Sunday, January 4, 2015

B&W Sunday and Apologies

Hi all! I know most of you are here for the pics, so let's get that down :)




I hope that you guys will forgive my lack of posts recently... To say it's been a tough month would be an understatement. As the girls age and come into their own, they've begun testing limits and boundaries, and I end every day exhausted. I promise to write more about their silliness - we have some hilarious stories involving mice - but my muse has been lacking recently (if you couldn't tell by the cringe-inducing amount of passive voice I've used in this short paragraph already. Somewhere, my thesis advisor is feeling an inexplicable wave of disappointment.)

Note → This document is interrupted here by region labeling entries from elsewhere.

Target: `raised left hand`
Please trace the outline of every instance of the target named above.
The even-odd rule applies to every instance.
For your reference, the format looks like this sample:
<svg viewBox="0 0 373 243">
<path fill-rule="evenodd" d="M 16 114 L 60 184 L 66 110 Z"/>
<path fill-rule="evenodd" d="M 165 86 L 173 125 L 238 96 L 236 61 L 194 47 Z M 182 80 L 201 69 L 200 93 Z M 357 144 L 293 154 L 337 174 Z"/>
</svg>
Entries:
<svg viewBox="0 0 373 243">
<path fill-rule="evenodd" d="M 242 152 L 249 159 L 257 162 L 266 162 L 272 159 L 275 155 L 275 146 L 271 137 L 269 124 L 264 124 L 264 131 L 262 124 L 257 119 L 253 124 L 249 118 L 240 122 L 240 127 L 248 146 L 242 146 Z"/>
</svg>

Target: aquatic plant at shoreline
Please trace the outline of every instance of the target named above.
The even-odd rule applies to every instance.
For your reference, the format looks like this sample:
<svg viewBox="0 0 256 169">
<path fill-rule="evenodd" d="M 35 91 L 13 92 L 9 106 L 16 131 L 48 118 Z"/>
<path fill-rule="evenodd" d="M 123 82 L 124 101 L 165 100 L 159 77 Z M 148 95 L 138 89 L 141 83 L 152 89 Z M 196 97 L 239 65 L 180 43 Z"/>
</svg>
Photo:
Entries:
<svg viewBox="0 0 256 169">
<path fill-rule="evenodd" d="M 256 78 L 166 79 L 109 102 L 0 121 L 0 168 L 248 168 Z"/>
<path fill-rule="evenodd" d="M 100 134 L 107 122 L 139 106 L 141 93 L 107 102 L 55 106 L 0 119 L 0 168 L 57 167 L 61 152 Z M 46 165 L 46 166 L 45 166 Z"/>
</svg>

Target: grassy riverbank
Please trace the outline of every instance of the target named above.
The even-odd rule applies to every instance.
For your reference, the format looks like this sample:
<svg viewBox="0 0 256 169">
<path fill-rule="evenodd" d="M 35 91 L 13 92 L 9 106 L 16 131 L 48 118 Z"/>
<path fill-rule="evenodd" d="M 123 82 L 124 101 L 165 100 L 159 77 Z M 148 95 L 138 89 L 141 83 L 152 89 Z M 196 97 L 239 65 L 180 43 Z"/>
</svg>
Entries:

Aside from the woofers, my personal life experienced an upheaval as well, as my mother was recently diagnosed with lupus-related encephalitis, which causes her brain to swell and press against her skull. As if the sound of that weren't enough to give you the willies just from reading it, it unfortunately caused some very... intense... personality changes, causing my normally loving mother to change into someone we didn't recognize. It's scary for her and scary for us, and it's left me emotionally drained when it comes to expressing myself.

I know that most people come here to read about my silly dogs, and see pictures, and I will get back to that as soon as I can. I just wanted to explain why it's been sort of quiet here and hope that you guys will bear with me for a bit.